TL;DR
This paper introduces SpecFix, an automated approach to repairing ambiguous natural language descriptions in code generation tasks, significantly improving LLM performance by reducing ambiguity without human intervention.
Contribution
It presents a novel two-step method combining program analysis and contrastive inference to repair ambiguous descriptions for better code generation with LLMs.
Findings
43.58% of descriptions were modified by SpecFix
Pass@1 improved by 30.9% on modified descriptions
Overall benchmark performance increased by 4.09%
Abstract
The growing use of large language models (LLMs) has increased the importance of natural language (NL) in software engineering.
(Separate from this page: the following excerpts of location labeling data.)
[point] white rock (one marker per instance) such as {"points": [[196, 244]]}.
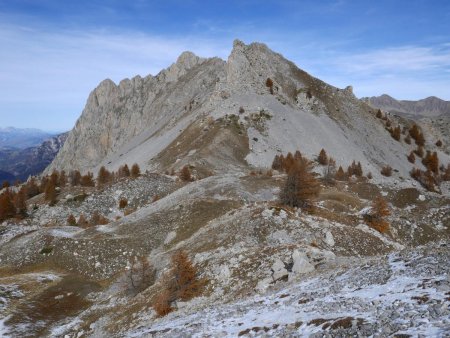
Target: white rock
{"points": [[279, 269], [301, 263], [170, 237], [263, 285], [224, 273], [329, 239]]}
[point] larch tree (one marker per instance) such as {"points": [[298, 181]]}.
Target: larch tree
{"points": [[323, 157], [7, 209], [181, 282], [20, 202], [301, 187], [376, 217], [135, 171], [50, 192]]}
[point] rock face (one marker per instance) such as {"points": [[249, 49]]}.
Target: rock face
{"points": [[17, 138], [115, 114], [248, 109]]}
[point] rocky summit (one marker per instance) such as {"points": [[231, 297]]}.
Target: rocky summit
{"points": [[232, 198]]}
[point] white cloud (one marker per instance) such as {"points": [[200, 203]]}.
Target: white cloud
{"points": [[52, 72], [396, 60]]}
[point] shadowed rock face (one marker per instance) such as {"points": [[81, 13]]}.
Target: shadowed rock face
{"points": [[148, 120]]}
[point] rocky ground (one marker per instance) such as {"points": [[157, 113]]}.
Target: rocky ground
{"points": [[272, 270]]}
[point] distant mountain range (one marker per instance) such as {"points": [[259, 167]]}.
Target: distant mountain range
{"points": [[18, 138], [429, 107], [19, 164]]}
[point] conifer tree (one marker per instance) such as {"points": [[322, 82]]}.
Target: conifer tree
{"points": [[340, 174], [75, 178], [32, 188], [62, 179], [7, 209], [301, 186], [289, 161], [50, 192], [376, 217], [103, 176], [20, 202], [323, 158]]}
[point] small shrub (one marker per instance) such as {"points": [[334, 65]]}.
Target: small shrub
{"points": [[98, 219], [124, 171], [277, 163], [135, 170], [103, 176], [329, 171], [386, 171], [83, 222], [269, 84], [431, 162], [87, 180], [123, 203], [419, 151], [161, 303], [75, 178], [446, 173], [396, 133], [128, 211], [46, 250]]}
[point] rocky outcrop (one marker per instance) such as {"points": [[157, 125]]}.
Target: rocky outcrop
{"points": [[115, 114], [21, 164], [248, 109]]}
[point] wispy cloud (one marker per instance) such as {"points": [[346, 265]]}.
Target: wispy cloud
{"points": [[51, 73], [396, 60]]}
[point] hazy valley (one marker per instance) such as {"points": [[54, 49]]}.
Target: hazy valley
{"points": [[300, 210]]}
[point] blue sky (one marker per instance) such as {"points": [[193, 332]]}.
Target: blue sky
{"points": [[53, 53]]}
However, ambiguity of NL can harm software quality, as unclear problem descriptions may lead to incorrect program generation. Detecting and resolving such ambiguity is challenging, motivating our introduction of the automated repair of ambiguous NL descriptions, which we approach by reducing code generation uncertainty and better aligning NL with input-output examples. Ambiguity repair is difficult for LLMs because they must understand how their interpretation of a description changes when the text is altered. We find that directly prompting LLMs to clarify ambiguity often produces irrelevant or inconsistent edits. To address this, we decompose this task into two simpler steps: (1) analyzing and repairing the LLM's interpretation of the description - captured by…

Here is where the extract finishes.